Representative Results

Transkriptom analizleri için bilgi işlem ortamı Docker platformunda oluşturulmuş ve yapılandırılmıştır. Bu yaklaşım, yeni başlayan Linux kullanıcılarının linux terminal sistemlerini priori yönetim bilgisi olmadan kullanmalarını sağlar. Docker platformu, belirli kullanıcıların araçlarını içeren bir hizmet kapsayıcısı oluşturmak için ana işletim sistemi kaynaklarını kullanır (Şekil 1B).

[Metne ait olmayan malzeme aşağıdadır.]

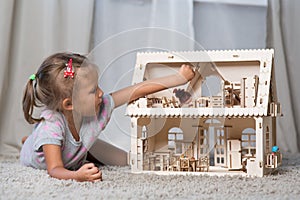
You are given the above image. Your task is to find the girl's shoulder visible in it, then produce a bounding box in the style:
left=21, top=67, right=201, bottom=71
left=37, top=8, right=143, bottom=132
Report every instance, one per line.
left=41, top=108, right=64, bottom=122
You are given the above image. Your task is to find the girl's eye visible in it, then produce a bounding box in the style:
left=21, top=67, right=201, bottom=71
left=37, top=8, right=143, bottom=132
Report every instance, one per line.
left=90, top=88, right=97, bottom=94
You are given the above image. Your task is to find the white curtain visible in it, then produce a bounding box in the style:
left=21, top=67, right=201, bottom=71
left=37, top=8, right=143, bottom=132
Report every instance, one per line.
left=0, top=0, right=94, bottom=155
left=267, top=0, right=300, bottom=152
left=89, top=0, right=195, bottom=154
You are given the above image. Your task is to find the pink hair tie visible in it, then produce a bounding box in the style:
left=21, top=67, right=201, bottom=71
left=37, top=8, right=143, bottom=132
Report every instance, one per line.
left=64, top=58, right=75, bottom=78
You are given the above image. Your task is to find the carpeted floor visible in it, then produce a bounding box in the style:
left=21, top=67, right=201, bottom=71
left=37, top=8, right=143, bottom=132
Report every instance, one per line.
left=0, top=153, right=300, bottom=200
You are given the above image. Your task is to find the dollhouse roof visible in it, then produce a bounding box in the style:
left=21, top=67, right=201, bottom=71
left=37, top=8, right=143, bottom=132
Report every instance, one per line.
left=126, top=49, right=277, bottom=117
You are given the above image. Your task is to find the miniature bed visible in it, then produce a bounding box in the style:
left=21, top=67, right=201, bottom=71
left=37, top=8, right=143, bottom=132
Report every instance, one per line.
left=127, top=49, right=282, bottom=177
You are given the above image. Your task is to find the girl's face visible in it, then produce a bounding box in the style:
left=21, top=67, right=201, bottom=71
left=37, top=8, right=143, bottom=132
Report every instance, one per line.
left=73, top=67, right=103, bottom=117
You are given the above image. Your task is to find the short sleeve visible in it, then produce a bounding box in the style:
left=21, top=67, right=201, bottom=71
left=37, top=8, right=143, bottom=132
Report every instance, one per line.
left=33, top=110, right=65, bottom=151
left=98, top=94, right=115, bottom=129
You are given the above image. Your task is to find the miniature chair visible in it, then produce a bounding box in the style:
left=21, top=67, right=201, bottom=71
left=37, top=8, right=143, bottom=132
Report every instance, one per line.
left=168, top=157, right=180, bottom=171
left=180, top=158, right=190, bottom=171
left=196, top=156, right=209, bottom=172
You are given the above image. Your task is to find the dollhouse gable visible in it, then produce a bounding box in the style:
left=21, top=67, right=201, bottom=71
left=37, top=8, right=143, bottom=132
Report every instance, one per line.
left=127, top=49, right=281, bottom=117
left=126, top=49, right=281, bottom=176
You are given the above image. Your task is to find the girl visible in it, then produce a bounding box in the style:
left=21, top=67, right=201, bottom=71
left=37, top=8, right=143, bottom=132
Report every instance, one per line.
left=20, top=53, right=194, bottom=181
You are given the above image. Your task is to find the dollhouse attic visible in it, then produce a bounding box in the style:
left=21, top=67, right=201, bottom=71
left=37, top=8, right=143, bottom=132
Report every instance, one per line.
left=126, top=49, right=281, bottom=177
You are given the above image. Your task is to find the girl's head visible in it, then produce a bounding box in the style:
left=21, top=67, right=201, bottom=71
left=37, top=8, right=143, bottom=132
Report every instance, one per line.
left=23, top=53, right=102, bottom=123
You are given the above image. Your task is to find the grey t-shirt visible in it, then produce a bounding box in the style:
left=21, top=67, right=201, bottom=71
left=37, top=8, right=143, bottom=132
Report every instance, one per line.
left=20, top=95, right=114, bottom=170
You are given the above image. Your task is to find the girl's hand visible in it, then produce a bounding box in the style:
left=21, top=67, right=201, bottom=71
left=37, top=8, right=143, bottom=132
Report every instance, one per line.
left=179, top=64, right=195, bottom=82
left=75, top=163, right=102, bottom=182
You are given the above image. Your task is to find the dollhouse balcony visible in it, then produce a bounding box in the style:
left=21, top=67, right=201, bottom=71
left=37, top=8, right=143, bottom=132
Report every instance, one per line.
left=126, top=105, right=268, bottom=117
left=266, top=152, right=282, bottom=169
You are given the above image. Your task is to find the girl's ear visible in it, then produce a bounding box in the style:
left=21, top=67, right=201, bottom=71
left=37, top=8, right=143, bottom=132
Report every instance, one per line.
left=62, top=98, right=73, bottom=110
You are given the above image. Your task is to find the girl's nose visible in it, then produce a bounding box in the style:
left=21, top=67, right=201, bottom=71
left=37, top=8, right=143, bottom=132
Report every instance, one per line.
left=98, top=87, right=103, bottom=98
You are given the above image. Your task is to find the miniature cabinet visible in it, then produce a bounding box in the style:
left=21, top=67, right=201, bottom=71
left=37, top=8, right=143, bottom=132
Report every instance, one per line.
left=126, top=49, right=281, bottom=177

Linux OS Ubuntu 20.04 dağıtımına dayalı bir konteyner oluşturuldu ve komut satırı terminali üzerinden erişilebilen transkriptomik analizler için tamamen yapılandırıldı. Bu kapsayıcıda, tüm ardışık düzen çözümlemleri için gerekli olan veri kümeleri ve komut dosyaları için önceden tanımlanmış bir klasör yapısı vardır (Şekil 1C). Araştırma grubumuz7 tarafından yayınlanan bir çalışma analizler için kullanıldı ve sağlıklı bireylerden 20, CHIKV akut enfekte bireylerden 39 örnekten oluşuyordu (Şekil 1D).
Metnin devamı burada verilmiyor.